Wednesday's HOT MIC

Wednesday's HOT MIC

Jamelle Bouie, writing in Slate about the retail apocalypse and why Trump doesn't care.


The Bureau of Labor Statistics doesn’t disaggregate this data by race and gender, but it’s likely that a large number of those nonwhite workers—if not a majority—are women too. By contrast, heavy manufacturing, industrial, and extraction work is overwhelmingly white and male. What’s more, it’s tied to a particular image of the standalone (and often unionized) worker who can provide for his family on one income.

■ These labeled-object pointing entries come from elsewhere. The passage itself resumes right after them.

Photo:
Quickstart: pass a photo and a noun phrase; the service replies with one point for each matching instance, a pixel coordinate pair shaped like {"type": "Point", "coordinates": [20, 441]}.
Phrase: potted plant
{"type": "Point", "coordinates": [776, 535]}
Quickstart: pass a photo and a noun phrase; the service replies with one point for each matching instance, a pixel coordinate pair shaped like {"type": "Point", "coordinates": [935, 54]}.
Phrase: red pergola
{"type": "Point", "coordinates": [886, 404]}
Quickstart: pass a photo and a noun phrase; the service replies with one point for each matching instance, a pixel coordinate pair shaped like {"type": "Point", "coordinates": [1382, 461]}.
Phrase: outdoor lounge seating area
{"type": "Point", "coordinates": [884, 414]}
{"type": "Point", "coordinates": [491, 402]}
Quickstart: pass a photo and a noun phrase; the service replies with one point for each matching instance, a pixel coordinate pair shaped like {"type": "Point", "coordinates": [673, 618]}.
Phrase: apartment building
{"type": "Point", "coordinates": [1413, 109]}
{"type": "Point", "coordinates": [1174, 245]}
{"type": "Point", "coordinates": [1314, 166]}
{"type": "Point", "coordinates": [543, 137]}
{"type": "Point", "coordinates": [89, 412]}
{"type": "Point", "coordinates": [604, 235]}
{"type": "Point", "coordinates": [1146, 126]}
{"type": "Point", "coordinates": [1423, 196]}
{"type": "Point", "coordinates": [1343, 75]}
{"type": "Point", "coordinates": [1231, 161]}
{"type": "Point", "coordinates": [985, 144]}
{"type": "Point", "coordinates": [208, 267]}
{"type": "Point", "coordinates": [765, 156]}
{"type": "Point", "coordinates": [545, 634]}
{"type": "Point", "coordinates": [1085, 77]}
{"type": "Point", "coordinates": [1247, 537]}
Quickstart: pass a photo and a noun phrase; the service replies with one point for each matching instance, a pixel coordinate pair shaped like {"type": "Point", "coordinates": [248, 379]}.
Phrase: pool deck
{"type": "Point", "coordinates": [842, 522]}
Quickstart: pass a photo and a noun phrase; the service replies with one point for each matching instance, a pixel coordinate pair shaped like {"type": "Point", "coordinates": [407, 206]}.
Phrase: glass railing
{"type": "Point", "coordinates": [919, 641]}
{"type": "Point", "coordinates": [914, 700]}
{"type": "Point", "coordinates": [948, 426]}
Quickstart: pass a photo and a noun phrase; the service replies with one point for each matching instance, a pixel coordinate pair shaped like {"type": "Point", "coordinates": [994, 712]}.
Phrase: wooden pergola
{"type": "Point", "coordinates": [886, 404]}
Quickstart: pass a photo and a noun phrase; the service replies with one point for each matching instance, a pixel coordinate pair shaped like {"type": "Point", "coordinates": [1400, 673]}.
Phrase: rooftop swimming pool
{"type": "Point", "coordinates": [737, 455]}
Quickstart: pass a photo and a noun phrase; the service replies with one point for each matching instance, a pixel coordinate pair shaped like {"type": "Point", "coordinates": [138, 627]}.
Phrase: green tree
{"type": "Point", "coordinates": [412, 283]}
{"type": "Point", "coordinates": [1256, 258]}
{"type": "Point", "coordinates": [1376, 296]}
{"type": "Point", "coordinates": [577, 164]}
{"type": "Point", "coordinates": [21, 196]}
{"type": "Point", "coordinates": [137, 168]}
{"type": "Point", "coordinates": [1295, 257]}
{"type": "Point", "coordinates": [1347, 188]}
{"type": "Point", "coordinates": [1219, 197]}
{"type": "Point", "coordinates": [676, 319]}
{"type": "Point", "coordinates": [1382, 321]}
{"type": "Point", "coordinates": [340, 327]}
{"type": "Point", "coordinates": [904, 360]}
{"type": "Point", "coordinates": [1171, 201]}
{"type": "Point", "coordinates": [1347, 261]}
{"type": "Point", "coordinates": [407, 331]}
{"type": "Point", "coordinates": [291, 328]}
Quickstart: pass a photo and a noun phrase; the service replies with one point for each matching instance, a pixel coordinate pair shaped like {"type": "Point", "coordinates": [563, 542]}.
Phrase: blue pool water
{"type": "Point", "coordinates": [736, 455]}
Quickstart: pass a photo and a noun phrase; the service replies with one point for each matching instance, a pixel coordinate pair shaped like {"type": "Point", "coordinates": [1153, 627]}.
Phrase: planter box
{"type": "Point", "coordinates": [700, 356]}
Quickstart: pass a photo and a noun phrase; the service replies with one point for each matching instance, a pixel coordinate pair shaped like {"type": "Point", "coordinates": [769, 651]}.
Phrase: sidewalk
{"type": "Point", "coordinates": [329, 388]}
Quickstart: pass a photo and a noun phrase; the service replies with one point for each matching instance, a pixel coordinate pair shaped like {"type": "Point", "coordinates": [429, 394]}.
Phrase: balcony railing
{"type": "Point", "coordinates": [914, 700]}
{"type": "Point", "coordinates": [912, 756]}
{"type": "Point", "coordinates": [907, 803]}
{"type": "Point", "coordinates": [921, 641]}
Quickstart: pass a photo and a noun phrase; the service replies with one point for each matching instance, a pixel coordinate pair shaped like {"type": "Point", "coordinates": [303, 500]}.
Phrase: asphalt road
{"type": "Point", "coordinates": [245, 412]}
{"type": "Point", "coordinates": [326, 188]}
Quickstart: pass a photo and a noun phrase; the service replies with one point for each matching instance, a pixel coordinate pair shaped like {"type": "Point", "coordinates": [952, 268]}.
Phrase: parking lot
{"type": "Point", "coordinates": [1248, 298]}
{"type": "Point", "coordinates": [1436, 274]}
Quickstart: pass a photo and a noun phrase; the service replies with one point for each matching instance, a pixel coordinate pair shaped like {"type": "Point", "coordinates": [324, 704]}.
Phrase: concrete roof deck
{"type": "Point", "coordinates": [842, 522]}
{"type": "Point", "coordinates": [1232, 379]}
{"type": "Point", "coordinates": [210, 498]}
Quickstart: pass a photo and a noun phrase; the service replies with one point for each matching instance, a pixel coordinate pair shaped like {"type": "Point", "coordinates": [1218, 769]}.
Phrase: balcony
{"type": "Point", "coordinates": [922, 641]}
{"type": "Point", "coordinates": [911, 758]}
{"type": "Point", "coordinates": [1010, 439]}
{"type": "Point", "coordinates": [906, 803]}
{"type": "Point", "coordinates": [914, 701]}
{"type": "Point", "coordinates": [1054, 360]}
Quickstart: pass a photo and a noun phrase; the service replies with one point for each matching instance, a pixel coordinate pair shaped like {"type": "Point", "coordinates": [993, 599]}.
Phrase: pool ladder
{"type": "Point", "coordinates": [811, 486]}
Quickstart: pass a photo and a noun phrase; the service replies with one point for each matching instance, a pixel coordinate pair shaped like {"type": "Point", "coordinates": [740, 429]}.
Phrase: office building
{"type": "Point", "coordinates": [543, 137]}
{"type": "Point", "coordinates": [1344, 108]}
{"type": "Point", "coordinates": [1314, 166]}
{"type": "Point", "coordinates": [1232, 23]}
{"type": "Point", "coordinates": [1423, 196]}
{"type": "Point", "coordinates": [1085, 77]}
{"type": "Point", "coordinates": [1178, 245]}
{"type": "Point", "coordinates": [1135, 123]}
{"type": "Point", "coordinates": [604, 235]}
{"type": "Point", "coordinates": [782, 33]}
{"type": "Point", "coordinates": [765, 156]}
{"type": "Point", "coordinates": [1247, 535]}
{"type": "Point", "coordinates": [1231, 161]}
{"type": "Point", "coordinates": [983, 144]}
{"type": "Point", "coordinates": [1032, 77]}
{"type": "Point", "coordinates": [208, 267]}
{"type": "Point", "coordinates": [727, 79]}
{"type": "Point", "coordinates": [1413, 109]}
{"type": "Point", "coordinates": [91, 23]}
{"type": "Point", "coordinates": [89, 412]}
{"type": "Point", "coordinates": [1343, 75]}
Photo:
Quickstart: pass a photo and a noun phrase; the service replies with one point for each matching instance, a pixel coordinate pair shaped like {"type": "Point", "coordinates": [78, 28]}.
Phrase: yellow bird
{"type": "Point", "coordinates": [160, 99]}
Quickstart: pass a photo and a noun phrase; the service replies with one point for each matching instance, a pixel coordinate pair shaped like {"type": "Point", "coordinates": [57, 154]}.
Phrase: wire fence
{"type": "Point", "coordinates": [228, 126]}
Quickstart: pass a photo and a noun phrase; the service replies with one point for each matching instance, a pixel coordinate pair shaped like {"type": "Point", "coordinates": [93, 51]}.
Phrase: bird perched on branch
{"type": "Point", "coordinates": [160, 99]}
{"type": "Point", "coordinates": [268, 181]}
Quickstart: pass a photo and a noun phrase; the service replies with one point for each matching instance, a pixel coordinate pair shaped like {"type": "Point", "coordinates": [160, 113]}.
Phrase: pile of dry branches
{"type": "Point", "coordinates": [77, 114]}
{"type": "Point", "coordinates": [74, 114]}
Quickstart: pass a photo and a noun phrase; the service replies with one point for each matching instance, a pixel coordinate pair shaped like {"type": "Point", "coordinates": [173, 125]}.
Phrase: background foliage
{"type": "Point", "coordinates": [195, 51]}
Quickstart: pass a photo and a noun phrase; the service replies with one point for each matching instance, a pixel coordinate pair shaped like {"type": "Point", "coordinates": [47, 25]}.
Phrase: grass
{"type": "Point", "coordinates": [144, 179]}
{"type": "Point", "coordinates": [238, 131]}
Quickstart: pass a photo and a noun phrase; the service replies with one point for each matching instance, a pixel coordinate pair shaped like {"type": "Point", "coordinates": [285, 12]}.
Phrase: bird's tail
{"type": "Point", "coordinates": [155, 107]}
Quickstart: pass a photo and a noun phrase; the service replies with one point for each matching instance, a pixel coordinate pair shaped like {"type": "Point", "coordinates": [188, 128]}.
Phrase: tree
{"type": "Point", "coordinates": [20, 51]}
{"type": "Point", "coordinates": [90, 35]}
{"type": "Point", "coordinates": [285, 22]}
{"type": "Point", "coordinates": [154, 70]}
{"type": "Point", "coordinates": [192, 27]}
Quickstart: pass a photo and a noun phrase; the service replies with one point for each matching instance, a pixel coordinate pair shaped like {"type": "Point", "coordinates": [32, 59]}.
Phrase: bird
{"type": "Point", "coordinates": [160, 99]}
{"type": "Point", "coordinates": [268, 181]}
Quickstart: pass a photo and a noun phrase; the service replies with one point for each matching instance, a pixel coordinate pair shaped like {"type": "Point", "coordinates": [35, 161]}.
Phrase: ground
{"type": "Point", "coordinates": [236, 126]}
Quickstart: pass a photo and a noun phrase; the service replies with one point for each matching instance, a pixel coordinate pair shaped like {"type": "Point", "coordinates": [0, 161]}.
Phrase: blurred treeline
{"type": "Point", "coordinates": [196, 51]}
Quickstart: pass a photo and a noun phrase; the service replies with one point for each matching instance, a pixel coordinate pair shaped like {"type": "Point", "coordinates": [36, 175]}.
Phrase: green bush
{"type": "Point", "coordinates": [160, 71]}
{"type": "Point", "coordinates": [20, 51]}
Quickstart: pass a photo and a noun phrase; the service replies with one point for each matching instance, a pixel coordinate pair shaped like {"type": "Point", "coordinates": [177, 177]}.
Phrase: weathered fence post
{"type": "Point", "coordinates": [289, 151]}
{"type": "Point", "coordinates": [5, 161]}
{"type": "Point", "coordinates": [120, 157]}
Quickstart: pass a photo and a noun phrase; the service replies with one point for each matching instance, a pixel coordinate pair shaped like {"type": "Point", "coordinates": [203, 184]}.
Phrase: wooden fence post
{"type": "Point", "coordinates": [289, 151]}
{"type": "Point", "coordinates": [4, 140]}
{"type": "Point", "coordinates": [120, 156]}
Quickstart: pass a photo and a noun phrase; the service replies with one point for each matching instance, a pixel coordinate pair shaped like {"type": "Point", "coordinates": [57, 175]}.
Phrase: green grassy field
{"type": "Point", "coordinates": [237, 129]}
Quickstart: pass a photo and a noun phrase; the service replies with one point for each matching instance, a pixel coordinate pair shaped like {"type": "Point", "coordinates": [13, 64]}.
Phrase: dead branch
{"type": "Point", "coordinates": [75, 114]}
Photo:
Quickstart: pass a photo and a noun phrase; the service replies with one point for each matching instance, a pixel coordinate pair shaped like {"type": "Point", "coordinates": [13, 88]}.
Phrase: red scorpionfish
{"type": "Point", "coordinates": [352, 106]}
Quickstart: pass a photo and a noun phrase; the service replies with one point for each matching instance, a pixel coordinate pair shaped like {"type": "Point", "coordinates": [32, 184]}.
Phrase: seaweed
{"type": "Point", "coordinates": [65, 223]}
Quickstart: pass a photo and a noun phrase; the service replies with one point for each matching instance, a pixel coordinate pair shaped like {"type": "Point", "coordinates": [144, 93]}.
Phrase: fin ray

Americans have historically had an almost romantic attachment to the hard-hat worker, usually white, in a way that we don’t to any other profession.

Work is gendered and it is racialized. What work matters is often tied to who performs it. It is no accident that those professions dominated by white men tend to bring the most prestige, respect, and pay, while those dominated by women—and especially women of color—are often ignored, disdained, and undercompensated.

For all of the impersonal economic reasons for the decline of retail, for all the understandable reasons motivating political attention to manufacturing, it’s also the case that this is a story of race and gender. A story of who matters in our society; who deserves our collective concern. And if one thing is true in American history, it’s that white men have always been among those called “deserving,” with other groups struggling to attain that label and the respect it implies, and some—like black women—long stigmatized as inherently unworthy.

Really, Jamelle? What is it exactly that you expect Washington to do about the fact that people don't want to get in their cars, wrestle with traffic, find a parking place, and then walk a mile and a half to buy a pair of shoes?

Is racism the reason that Washington refuses to shut down the internet?

One imagines that if Bouie were writing during the first quarter of the 20th century, he would demand that Washington "do something" about disappearing jobs for blacksmiths, wheelwrights, coopers, candle makers, and buggy whip manufacturers.

Of course, if Washington had intervened, we'd still be shoveling horse crap off the streets.

The notion that Washington isn't doing anything about the death of retail has absolutely nothing to do with what color or gender the workers are. It is the simple truth that nothing is to be done to resuscitate a dying brick and mortar retail industry short of making it illegal to sell stuff on the net.

Auto mechanics replaced blacksmiths, electricians replaced candle makers. New industries arose that employed those wheelwrights and coopers who were thrown out of work.

Bouie apparently never heard of "creative destruction."